I had the pleasure of taking my afternoon off yesterday, and when I asked my daughter what she wanted to do after her nap, she told me.
“Me want to go to Mets game!”
Since the weather couldn’t have been more perfect, and it isn’t exactly a sacrifice to follow my daughter’s wishes when they take us to a ballpark, I was happy to assent.
We had a wonderful time. I’ve mentioned this before; Citi Field itself is a glorious place to watch a baseball game. And the game itself, naturally only added to our fun. Lucas Duda appears to be her favorite. I won’t argue with a two-year-old; she has plenty of appreciation for David Wright as well.
But I did read this story, about a man who took a stand when Mets ushers tried to remove him from a different seat than the one he paid for, and it reinforced for me how ridiculous it is that employees of the Mets find a way to negatively affect the baseball experience at Citi Field.
Short version: the guy was in the wrong seat, alone in an empty section of a mostly empty ballpark. The Mets ushers asked him to move. He didn’t. They called the police and had him arrested for trespassing.
Were the Mets within their rights? Sure. I have the right to be mean to my wife, too. But neither move is especially productive, and in fact, quite the opposite.
I’ve been going to Mets games for a long, long time. And I’ve dealt with many employees at Citi Field who are polite. And I’ve dealt with many more who are not only rude, but seem to look for conflict, like an umpire who makes a bad call and then approaches an upset player.
Yesterday was no different. At the Jackie Robinson Rotunda, the security officer decided to rummage extensively through the diaper bag I’d packed for my daughter-a likely story, right?-and tried to confiscate her peanut butter, for reasons that were never made clear. I know all bags are searched, but there’s the cursory look it usually gets, and then the “take everything out, even though it takes forever to pack it, and then put things back so nothing fit” model of search.
It took talking to a supervisor to establish that no, the two-year-old and her peanut butter were not a security threat. Feeling like he still needed to escalate the situation, he then forced my daughter to go through a full patdown. Rudeness ruled the experience- the first encounter with a Citi Field employee, mind you. Not a single “Sorry for the inconvenience” or “Enjoy the game.” I didn’t let it ruin my day; but it took a second to take a deep breath, remember I was at a beautiful baseball game with my daughter, and put the encounter in the rearview mirror.
This is how the Mets are treating their customers on first contact. It’s an odd business model. So is evicting people from seats late in games, or sending the police after them. And I have talked to so many people who have comparable experiences. Apparently, even in 2012, this is still going on, which is insane. I mean, did you see the actual crowd at that Cincinnati game Wednesday night? What possible upside was there to move anyone?

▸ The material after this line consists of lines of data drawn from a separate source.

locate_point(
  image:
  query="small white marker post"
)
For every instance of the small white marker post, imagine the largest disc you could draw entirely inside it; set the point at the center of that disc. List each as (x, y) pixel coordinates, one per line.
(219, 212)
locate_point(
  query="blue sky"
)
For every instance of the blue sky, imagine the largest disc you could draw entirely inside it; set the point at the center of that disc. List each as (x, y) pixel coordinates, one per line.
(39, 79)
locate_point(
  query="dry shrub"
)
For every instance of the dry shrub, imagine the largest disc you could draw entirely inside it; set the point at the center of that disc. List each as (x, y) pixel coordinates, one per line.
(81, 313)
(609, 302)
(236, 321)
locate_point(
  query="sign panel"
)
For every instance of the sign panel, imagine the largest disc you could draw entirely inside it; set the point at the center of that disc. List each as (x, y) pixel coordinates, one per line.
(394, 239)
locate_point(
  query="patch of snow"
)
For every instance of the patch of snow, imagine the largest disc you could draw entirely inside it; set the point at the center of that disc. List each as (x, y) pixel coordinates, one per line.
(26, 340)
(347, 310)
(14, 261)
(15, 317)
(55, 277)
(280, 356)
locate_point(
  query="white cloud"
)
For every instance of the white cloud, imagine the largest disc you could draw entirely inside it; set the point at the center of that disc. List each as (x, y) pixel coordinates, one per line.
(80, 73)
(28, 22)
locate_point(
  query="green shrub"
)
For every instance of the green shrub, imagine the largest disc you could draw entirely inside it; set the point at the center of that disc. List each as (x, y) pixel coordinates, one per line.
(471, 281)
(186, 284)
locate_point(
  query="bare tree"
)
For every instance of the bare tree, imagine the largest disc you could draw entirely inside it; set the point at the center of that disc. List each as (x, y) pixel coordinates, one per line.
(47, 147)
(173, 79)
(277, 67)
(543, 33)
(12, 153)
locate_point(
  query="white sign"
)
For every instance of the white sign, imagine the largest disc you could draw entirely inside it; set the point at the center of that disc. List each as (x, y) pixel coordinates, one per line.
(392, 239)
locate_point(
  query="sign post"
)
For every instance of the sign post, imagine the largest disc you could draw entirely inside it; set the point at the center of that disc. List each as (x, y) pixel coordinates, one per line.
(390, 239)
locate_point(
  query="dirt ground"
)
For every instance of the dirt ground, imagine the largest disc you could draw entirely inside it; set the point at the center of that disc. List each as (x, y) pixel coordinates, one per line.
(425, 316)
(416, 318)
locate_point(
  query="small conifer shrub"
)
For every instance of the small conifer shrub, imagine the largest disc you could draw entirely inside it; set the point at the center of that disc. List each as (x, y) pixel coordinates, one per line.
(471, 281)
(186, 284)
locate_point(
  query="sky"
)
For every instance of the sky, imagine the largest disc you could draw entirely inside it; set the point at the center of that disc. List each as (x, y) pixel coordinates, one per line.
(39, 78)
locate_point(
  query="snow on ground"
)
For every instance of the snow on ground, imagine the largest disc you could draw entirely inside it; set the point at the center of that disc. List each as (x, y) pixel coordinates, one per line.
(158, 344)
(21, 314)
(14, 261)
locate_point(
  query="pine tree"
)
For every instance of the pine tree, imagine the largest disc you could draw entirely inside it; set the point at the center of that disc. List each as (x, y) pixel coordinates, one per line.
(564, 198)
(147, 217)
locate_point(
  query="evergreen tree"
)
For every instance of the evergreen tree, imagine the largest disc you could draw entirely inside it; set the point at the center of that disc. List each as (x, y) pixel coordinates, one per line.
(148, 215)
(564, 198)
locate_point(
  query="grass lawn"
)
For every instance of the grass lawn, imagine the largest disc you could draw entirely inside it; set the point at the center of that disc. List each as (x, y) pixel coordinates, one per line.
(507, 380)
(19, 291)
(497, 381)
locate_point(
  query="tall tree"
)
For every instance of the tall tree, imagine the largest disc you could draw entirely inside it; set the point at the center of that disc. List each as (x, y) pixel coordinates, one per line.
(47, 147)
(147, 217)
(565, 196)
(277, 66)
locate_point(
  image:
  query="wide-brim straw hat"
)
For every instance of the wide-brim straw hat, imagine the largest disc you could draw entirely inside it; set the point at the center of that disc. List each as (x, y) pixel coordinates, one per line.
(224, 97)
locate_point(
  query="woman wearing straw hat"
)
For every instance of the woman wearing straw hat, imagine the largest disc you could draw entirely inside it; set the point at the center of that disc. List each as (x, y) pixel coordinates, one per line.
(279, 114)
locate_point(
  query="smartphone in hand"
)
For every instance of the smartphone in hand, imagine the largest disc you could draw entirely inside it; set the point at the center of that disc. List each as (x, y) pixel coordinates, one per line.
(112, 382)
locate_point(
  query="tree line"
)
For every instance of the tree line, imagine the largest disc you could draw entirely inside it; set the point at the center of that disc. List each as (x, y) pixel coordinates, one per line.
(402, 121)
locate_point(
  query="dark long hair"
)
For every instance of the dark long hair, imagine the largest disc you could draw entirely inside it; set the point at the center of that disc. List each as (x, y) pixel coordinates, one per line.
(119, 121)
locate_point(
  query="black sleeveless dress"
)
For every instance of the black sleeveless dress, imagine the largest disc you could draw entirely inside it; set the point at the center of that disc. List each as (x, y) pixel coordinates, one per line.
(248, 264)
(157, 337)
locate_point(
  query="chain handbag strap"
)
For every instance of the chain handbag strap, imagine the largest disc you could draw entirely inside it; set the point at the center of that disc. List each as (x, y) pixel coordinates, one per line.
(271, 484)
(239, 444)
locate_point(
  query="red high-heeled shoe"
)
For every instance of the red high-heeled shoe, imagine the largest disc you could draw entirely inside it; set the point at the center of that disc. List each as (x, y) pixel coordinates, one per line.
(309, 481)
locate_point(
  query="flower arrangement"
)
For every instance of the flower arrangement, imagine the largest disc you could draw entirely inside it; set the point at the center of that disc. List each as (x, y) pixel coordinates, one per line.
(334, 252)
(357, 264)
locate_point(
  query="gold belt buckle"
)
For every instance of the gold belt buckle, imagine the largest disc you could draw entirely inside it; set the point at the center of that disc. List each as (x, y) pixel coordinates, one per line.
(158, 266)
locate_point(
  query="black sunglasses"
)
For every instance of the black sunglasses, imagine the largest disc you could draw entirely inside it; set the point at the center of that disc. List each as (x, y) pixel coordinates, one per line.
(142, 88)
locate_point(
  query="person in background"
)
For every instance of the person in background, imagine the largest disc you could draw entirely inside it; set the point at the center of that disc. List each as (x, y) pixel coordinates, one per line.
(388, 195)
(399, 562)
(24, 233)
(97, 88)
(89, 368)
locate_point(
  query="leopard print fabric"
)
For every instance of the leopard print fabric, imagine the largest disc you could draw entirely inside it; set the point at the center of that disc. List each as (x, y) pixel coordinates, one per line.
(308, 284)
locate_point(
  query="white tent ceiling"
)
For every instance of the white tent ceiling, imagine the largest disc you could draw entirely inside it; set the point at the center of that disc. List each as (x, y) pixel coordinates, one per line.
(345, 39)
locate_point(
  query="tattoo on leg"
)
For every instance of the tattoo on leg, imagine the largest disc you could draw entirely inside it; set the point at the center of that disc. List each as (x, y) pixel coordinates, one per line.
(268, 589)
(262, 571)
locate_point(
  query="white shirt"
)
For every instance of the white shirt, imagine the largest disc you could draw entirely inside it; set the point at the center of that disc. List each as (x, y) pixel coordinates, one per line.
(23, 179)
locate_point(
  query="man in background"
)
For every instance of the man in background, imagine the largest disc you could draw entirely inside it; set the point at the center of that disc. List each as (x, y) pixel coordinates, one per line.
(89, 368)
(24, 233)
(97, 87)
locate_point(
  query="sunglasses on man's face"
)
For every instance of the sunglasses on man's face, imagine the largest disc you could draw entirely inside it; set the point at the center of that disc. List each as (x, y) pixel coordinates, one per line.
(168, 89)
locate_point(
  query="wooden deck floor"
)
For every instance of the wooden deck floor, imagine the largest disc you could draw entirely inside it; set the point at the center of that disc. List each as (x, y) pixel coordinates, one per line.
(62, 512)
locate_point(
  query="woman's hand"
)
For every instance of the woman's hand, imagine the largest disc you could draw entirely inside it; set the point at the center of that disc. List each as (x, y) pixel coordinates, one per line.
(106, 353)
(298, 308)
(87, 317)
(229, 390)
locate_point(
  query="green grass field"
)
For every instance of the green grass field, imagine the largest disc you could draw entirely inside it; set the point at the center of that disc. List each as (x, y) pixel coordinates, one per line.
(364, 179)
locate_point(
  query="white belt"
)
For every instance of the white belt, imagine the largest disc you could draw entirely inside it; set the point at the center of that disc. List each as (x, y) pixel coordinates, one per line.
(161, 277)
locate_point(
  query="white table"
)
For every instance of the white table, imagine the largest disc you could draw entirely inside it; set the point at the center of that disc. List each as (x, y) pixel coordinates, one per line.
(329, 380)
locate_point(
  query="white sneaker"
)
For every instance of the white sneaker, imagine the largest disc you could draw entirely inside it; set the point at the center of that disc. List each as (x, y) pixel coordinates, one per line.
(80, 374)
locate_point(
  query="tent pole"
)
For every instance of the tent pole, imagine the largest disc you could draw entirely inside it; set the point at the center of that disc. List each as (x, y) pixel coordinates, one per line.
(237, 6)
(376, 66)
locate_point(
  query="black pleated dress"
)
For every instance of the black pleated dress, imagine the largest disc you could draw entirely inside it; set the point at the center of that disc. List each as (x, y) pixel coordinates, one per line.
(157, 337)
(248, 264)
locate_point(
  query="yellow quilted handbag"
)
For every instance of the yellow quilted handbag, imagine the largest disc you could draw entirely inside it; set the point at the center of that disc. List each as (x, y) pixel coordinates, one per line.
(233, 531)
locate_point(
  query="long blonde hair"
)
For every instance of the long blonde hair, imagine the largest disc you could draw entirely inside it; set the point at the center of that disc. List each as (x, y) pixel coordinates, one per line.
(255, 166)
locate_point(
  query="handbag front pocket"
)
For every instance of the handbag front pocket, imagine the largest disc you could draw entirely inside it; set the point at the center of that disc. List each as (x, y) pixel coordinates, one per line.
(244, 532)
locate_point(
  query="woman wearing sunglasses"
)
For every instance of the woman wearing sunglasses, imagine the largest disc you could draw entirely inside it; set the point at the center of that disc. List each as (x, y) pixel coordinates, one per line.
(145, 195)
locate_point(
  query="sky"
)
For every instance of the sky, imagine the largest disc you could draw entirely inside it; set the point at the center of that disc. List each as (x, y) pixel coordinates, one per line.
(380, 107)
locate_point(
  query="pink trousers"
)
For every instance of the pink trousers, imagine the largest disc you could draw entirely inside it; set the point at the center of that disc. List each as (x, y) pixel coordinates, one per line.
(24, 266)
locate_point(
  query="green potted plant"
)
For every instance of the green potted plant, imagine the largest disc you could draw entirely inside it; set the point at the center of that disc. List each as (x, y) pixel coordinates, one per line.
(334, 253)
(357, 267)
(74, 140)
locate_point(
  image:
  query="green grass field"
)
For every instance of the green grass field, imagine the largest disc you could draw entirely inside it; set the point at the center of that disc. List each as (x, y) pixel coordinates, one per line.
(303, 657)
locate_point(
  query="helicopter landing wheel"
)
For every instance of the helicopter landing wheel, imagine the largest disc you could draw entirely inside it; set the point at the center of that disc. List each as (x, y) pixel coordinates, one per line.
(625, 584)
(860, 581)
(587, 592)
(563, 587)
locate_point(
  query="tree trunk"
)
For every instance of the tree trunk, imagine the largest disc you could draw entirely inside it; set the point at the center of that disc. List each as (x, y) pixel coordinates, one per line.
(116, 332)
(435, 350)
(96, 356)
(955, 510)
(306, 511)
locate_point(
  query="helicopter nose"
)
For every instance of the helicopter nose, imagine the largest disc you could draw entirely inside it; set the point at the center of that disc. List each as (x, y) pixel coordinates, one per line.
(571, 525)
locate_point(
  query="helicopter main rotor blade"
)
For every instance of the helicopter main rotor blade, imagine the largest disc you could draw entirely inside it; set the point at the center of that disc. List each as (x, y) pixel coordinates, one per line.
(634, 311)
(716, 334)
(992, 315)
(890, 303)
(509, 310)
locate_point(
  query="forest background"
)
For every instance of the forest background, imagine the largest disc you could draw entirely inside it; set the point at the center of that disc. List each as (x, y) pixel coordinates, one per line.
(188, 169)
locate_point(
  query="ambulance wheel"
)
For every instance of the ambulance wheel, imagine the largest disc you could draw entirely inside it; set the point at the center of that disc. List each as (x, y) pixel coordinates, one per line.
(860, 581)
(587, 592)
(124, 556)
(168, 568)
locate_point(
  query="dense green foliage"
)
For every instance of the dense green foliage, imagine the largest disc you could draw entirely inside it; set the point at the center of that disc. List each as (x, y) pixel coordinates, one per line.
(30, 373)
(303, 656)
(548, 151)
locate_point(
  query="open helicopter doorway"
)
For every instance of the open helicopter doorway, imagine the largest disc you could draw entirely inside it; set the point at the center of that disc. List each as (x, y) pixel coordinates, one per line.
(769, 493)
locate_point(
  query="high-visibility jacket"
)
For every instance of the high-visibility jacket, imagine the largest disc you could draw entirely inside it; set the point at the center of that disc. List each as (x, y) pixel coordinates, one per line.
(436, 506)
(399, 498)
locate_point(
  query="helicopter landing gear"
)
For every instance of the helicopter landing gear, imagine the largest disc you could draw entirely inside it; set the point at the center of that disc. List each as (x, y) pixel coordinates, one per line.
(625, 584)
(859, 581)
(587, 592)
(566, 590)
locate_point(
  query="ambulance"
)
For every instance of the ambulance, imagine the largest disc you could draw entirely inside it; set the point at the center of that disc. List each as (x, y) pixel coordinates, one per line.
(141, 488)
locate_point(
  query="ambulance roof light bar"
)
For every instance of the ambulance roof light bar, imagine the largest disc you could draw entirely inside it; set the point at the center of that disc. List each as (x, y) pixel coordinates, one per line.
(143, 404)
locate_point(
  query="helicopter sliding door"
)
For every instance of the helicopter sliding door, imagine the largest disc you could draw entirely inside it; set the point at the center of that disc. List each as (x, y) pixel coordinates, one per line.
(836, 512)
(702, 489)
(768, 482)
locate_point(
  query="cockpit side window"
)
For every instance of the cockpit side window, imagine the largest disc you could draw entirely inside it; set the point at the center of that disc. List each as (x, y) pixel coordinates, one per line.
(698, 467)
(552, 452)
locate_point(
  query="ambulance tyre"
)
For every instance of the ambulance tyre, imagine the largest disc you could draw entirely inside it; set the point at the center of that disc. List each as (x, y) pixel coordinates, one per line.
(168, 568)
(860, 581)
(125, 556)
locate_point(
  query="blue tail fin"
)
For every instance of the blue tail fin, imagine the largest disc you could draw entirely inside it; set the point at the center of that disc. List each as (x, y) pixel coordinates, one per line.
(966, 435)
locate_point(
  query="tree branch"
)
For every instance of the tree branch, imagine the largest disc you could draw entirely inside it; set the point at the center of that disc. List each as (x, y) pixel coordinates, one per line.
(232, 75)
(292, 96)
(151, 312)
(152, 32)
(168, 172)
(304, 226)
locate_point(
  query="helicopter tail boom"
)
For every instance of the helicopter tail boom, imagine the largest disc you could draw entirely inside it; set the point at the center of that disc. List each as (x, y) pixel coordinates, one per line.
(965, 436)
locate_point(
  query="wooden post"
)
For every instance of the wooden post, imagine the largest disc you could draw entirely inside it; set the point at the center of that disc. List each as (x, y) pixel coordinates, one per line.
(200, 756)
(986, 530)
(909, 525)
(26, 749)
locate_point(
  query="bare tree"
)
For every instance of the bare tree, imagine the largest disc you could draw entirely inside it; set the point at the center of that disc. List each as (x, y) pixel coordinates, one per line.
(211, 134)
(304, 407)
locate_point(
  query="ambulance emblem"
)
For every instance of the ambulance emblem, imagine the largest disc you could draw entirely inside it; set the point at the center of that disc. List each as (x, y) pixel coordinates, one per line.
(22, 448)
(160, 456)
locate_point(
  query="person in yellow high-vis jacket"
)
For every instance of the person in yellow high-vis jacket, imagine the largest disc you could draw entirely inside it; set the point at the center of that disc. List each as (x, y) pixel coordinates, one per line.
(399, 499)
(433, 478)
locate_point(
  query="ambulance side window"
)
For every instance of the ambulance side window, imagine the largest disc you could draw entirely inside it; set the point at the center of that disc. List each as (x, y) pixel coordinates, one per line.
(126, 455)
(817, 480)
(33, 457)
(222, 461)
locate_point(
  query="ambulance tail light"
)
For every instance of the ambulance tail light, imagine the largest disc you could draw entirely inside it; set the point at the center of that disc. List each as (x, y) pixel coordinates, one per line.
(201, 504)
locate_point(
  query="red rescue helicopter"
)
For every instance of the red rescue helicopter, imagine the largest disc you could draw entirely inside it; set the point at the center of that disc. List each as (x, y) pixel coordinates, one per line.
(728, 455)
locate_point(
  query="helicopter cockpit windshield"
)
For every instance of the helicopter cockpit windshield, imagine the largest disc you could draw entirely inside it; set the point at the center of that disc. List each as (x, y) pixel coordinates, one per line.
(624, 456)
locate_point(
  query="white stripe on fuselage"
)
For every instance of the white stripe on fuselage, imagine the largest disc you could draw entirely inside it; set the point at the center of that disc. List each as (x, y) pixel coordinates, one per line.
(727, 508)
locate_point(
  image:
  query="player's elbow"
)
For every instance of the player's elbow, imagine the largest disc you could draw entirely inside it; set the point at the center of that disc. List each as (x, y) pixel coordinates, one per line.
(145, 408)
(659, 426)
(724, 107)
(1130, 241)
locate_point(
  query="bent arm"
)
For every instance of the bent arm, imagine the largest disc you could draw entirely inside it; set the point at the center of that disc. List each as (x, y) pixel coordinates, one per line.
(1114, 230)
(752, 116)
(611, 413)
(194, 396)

Now I don’t have the slightest doubt that this isn’t how the New York Mets intend their policies to be carried out. They need paying customers. And there’s been, again anecdotally, a strong push toward employing friendlier staff relative to Shea Stadium, whereas I’d be hard-pressed to remember any friendly greeting for me at any point, and more than a few angry evictions from otherwise empty sections. Some deviation from politeness is inevitable, right?
I can’t help but compare it to when I go to games at Citizens Bank Park.
Again, this is just one person’s experience. But the Phillies have figured out a way to have every single employee treat its customers with respect. Every one. I have been to a lot of games at Citizens Bank Park. And I’ve had so many encounters with employees there, all smiling, asking if they can be of any help. It is grating to be a Mets fan, and get treated better in the home park of a rival.
I also remember sitting in great seats between home and first one rainy evening shortly after the park opened, and seeing four kids sneak down late in the game to sit just a few rows from the field. I saw the usher spot them and make a beeline for the kids. I’d been to Shea Stadium enough to know how this ended, right?
Wrong. The usher came over to wipe the seats, and left the kids alone.
Guess who’s coming back to spend more money on tickets and concessions: the four kids who got to see MLB action up close? Or the man who got arrested?
The Mets are really fortunate to have Leigh Castergine in charge of ticket sales. She is making it easier and more worthwhile by the day to buy tickets from the New York Mets. They need to find out how the Phillies get their employees to treat customers, however, and implement that policy. Otherwise, a lot of the good work Leigh is doing will just fall by the wayside.